Troy Onyango (born 1993) is a Kenyan writer, editor and lawyer. His work has appeared in journals and magazines including Prairie Schooner, Wasafiri, Caine Prize Anthology, Brittle Paper, and Transition Magazine issue 121, for which his short story "The Transfiguration" was nominated for the Pushcart Prize. His short story "For What Are Butterflies Without Their Wings" won the fiction prize for the inaugural Nyanza Literary Festival (NALIF) Prize.

==Life and career==
Troy Onyango was born and grew up in Kisumu, an inland port city along the shores of Lake Victoria in Western Kenya. He attended the University of Nairobi, where he studied law. He obtained an MA in creative writing from the University of East Anglia where he was a recipient of the Miles Morland Foundation Writing Scholarship.

In 2016, he won the inaugural Nyanza Literary Festival (NALIF) Prize for his short story "For What Are Butterflies Without Their Wings". In the same year, his short story "The Transfiguration", which follows the life of a transgender character who struggles to navigate Nairobi, was nominated for the Pushcart Prize by Transition Magazine. He was also shortlisted for the Miles Morland Foundation Scholarship in 2016. He attended the May/June 2018 Ebedi International Writers' Residency in Iseyin, Oyo State, Nigeria, In 2018, Onyango was listed among the 21 Best African Writers of the New Generation by Woke Africa.

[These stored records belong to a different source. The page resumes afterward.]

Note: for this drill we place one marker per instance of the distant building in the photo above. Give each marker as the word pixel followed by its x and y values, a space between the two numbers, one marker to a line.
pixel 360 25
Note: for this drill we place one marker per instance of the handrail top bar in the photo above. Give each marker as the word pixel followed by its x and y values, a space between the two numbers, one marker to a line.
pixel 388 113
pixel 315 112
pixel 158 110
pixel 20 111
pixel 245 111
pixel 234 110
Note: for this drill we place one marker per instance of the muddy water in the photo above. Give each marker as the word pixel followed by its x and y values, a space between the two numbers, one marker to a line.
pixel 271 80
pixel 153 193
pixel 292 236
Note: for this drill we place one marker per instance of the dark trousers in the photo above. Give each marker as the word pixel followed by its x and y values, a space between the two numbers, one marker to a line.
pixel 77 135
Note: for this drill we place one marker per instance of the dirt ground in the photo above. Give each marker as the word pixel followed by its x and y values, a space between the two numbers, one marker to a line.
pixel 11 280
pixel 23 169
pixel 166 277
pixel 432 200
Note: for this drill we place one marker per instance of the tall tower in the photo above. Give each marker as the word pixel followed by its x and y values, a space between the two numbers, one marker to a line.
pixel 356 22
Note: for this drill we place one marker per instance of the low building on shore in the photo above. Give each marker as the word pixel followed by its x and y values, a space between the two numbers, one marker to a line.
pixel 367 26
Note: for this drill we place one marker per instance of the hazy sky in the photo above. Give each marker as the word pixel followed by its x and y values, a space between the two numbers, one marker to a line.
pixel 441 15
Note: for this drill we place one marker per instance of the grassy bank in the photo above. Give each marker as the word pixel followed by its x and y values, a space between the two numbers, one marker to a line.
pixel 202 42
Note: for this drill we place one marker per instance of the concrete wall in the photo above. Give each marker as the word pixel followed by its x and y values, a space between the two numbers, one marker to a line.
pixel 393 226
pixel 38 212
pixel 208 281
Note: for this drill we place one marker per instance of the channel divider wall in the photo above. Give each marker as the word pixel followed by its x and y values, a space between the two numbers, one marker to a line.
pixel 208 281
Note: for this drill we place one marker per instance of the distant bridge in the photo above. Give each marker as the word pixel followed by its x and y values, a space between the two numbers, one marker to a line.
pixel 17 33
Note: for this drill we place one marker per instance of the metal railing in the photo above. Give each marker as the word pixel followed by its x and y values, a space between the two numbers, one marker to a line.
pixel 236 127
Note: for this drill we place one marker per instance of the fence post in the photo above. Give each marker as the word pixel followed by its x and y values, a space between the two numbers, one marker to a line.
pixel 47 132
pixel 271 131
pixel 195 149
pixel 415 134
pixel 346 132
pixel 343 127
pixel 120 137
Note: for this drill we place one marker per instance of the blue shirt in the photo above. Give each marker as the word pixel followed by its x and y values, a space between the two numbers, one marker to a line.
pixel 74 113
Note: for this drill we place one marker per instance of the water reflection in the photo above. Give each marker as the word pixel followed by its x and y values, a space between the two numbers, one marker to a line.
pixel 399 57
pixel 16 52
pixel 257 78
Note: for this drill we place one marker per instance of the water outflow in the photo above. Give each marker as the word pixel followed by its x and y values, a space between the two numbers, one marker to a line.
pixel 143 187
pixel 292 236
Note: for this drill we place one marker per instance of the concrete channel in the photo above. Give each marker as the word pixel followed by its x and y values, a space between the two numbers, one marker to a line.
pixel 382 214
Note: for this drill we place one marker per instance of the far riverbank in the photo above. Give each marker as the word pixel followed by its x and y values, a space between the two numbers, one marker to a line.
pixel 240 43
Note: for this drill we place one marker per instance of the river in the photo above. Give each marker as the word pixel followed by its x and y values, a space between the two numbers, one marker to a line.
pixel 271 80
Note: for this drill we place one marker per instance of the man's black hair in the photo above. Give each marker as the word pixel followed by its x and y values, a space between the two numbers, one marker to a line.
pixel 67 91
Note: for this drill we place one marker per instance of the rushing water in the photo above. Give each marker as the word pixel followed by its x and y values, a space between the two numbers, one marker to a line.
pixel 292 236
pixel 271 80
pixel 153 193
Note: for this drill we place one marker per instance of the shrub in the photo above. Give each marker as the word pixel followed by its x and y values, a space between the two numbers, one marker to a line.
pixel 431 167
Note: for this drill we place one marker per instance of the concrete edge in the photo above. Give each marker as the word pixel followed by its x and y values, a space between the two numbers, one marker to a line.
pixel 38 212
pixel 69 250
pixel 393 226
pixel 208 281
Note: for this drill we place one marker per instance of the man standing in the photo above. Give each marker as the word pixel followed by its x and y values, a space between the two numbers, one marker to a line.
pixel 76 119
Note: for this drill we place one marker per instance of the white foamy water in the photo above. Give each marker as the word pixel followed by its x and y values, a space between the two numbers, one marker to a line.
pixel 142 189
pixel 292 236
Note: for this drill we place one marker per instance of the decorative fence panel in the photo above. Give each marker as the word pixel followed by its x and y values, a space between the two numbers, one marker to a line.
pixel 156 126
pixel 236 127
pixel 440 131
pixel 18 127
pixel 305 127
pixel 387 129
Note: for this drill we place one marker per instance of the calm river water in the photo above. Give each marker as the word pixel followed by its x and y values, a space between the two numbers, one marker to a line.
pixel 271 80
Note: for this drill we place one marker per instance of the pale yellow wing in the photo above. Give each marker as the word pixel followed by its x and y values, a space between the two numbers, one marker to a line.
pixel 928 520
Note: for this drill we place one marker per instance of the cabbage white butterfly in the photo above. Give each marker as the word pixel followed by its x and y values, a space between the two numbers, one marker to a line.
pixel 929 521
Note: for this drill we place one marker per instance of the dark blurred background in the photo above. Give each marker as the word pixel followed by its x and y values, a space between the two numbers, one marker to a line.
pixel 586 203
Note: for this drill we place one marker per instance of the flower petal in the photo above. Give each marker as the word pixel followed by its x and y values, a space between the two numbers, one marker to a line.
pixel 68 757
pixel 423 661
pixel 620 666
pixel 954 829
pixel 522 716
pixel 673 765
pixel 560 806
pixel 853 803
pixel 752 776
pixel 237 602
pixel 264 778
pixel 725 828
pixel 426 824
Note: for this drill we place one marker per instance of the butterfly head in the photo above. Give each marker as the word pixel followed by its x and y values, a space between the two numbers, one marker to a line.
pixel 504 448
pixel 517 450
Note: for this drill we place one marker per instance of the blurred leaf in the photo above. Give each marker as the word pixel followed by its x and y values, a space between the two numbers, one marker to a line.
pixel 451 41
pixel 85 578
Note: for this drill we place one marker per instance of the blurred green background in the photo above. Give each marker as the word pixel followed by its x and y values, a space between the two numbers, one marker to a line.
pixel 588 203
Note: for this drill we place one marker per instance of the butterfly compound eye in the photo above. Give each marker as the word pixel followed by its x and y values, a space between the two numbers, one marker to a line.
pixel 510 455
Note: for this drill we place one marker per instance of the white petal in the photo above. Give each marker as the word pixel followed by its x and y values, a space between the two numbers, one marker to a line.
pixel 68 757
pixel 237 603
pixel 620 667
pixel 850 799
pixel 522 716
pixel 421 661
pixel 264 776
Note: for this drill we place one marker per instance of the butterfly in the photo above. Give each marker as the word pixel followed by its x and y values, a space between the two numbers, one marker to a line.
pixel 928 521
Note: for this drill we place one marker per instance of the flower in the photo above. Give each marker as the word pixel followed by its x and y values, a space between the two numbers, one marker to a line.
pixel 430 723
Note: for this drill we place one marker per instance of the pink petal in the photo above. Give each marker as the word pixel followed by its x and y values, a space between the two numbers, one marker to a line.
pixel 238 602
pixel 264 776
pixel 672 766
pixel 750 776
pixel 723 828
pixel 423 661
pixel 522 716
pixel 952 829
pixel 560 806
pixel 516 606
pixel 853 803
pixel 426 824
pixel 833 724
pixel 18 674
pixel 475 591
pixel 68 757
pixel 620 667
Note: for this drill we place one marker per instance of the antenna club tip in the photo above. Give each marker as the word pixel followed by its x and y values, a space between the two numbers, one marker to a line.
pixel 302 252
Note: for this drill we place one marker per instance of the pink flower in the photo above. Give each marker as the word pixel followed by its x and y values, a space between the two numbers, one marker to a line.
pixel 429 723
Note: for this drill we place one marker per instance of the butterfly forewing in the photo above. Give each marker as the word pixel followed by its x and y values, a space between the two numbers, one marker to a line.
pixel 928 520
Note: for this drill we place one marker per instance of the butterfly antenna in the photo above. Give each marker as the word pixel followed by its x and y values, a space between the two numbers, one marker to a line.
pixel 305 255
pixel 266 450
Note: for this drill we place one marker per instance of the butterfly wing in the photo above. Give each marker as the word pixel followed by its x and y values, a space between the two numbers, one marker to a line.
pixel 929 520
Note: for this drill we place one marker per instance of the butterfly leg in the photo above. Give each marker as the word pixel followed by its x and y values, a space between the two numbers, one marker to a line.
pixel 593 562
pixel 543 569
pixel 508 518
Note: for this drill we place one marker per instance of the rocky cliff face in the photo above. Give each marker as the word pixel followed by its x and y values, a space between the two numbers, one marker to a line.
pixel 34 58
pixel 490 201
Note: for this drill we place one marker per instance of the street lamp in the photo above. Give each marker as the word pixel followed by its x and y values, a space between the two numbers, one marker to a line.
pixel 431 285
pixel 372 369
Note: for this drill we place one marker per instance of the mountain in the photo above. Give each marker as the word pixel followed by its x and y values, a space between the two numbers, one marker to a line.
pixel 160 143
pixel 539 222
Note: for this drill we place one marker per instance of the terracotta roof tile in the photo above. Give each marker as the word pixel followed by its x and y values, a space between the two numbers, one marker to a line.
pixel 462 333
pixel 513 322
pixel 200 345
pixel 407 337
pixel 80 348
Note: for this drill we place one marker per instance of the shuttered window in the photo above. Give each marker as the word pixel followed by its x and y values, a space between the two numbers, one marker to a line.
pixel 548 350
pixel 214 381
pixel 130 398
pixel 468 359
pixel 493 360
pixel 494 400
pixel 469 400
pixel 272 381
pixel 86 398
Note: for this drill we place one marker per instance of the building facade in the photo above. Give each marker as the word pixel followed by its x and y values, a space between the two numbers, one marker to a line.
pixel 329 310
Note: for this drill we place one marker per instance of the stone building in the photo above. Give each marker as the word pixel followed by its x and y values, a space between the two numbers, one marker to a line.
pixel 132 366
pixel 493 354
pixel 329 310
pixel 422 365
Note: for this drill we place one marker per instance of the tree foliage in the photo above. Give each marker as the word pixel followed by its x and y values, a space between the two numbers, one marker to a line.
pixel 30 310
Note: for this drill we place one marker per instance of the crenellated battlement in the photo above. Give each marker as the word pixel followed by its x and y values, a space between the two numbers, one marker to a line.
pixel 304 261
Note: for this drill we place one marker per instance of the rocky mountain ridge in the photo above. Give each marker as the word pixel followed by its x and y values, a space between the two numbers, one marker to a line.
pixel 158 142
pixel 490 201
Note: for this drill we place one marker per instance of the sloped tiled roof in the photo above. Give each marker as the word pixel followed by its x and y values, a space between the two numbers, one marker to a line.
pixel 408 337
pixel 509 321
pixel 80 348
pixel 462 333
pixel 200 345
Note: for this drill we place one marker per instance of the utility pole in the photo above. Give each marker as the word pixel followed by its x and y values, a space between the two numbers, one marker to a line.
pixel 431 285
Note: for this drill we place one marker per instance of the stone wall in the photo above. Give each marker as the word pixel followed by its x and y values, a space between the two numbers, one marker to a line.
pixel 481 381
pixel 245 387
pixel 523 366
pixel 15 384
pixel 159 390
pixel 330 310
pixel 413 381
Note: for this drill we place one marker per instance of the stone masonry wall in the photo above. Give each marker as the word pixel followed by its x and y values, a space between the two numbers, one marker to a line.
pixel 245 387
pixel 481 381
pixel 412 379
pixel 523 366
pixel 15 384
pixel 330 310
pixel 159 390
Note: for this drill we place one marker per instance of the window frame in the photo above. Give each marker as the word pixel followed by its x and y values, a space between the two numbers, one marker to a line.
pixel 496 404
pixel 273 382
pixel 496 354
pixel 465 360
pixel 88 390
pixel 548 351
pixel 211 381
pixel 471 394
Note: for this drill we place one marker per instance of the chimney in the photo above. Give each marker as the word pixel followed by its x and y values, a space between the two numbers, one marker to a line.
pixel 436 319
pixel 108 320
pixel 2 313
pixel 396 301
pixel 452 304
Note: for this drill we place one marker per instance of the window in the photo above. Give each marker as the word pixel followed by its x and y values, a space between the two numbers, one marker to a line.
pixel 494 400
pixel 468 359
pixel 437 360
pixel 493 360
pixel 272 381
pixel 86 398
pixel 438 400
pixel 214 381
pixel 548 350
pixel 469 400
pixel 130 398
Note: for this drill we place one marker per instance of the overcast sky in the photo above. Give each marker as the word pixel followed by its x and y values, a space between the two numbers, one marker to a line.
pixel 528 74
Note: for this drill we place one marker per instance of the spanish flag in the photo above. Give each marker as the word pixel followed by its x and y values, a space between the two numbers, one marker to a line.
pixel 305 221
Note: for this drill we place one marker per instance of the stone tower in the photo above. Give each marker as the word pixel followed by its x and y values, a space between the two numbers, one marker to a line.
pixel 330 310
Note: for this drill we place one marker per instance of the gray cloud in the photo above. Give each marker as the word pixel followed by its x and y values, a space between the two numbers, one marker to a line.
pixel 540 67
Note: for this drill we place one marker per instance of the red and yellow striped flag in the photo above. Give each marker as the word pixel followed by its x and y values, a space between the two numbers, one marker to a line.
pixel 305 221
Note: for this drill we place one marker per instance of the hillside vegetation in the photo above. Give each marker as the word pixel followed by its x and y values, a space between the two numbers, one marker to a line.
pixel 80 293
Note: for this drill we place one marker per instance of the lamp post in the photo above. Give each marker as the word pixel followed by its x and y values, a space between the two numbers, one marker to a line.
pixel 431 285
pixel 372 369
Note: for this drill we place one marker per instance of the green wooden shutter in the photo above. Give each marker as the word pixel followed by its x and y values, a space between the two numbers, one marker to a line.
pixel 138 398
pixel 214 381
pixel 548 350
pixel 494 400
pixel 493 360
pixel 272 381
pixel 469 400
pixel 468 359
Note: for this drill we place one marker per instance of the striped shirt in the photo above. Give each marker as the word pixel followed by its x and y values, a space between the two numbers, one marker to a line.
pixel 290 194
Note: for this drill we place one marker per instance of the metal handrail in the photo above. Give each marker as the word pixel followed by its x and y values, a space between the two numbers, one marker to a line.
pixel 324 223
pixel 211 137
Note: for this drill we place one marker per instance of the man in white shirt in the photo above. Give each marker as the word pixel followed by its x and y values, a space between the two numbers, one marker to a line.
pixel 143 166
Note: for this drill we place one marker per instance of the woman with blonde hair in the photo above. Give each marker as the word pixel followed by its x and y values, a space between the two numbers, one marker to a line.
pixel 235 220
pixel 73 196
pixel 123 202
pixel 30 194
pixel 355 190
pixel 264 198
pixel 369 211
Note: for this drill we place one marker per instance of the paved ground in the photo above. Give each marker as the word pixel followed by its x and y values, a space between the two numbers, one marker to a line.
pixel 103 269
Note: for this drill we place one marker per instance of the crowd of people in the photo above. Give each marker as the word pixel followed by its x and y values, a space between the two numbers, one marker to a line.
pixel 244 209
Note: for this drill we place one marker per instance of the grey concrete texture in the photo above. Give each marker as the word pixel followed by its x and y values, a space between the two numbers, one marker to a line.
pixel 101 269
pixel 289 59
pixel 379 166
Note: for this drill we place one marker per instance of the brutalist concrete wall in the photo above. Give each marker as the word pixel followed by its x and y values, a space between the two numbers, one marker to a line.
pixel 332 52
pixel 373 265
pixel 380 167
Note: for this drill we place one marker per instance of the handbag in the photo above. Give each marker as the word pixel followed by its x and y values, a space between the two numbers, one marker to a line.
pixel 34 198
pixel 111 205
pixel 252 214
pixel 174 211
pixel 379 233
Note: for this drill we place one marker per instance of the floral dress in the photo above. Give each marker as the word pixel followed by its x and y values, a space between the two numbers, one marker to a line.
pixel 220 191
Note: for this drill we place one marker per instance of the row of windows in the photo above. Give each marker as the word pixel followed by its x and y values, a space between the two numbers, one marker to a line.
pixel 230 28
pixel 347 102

Onyango is the founder and editor of Lolwe, an online magazine that publishes fiction, literary criticism, personal essays, photography, and poetry. He is also the editor of Panorama: The Journal of Intelligent Travel, a British literary journal with a modern focus on travel literature, art, and photography.

==Works==

=== Short stories ===

- "All Things Bright & Beautiful" in Caine Prize Anthology (2018)
- "Little Daju" in AFREADA
- "Wet Ash" in Ebedi Review
- "For What Are Butterflies Without Their Wings?"